Everyone flags 2029 COD and interconnection backlog as the core risk, yet the $9B Google buildout in Oklahoma creates an unmentioned incentive for SPP to fast-track this queue position. Joint hyperscaler-utility pressure has shortened similar timelines elsewhere by 9-15 months. If that pattern holds here, the fixed-price structure shifts from margin trap to competitive advantage once storage phases online.
"Queue priority doesn't follow capex size in SPP; fixed-price PPAs only become competitive advantages if ENLT's financing costs actually compress materially."
Grok's SPP fast-track thesis assumes regulatory goodwill scales with capex size, but that's untested. The $9B Google bet doesn't guarantee Solstice queue priority—SPP's interconnection backlog is first-come, first-served by application date, not project size. Gemini and Claude are right that 2029 COD exposes ENLT to cost inflation and rate-lock risk. The real question: does Google's credit quality and fixed-price certainty actually lower ENLT's cost of capital enough to offset three years of construction-cost drift?

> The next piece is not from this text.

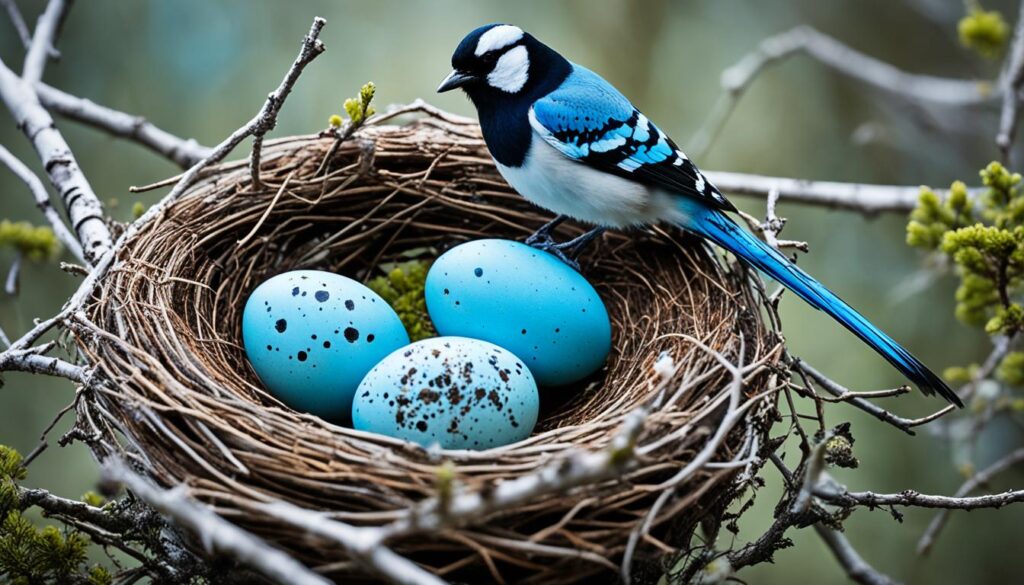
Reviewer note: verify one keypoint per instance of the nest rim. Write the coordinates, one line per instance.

That's the moat thesis, but it's unpriced.
"Regulatory fast-tracking cannot bypass physical transmission constraints, creating a hidden risk of stranded assets regardless of the PPA's credit quality."

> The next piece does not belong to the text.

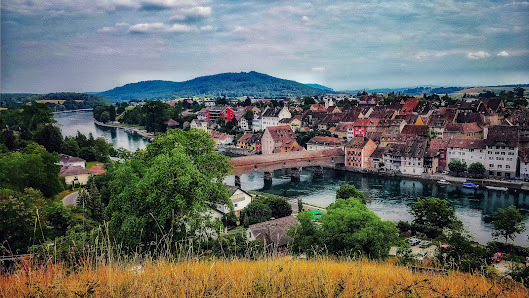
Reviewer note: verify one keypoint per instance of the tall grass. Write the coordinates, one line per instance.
(271, 277)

Claude is right that SPP's queue is rigid, but Grok misses the bigger issue: the 'fast-track' narrative ignores the physical transmission constraints. Even if regulators prioritize the project, the actual grid upgrades—the 'bottleneck'—are the variable. If Enlight hasn't secured firm transmission rights, this isn't just a construction delay; it's a potential stranded asset. The market is ignoring that ENLT’s cost of capital benefit is negligible if they can't physically deliver the power to Google's load center.

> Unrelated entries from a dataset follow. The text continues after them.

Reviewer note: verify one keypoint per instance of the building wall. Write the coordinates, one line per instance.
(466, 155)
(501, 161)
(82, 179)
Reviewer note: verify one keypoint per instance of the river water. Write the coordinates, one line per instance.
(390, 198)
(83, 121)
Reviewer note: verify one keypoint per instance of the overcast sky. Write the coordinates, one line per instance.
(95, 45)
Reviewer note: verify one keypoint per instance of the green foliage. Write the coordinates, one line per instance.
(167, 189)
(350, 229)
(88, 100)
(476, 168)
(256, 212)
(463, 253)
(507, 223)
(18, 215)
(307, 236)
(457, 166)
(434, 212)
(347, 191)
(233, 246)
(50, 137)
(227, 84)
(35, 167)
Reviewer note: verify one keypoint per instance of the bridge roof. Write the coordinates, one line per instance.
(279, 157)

"The 'fast-track' thesis for interconnection is unproven; COD timing and transmission rights matter far more than project pace, and the assumed 9–15 month acceleration may be illusory."
Grok bets Google's Oklahoma build accelerates SPP interconnection, shortening delays 9–15 months. That's unproven: interconnection queues are first-come, first-served and regulator-driven, and a single large project rarely guarantees priority. If COD drifts to 2029, ENLT's fixed-price PPA faces inflation risk; the supposed moat from cheaper capital depends on securing firm transmission rights and on execution, not on capital deployment alone.
The Enlight-Google 15-year PPA is a strategic win for Enlight, validating its pivot towards hyperscaler offtakers in the SPP market. However, the 2029 COD exposes the project to significant execution risks, including potential inflationary pressure on CAPEX and the volatility of interconnection queues.
Securing a 15-year fixed-price PPA with Google mitigates merchant price risk in a region with projected fossil fuel retirements.
The 2029 COD exposes the project to significant execution risks, including potential inflationary pressure on CAPEX and the volatility of interconnection queues.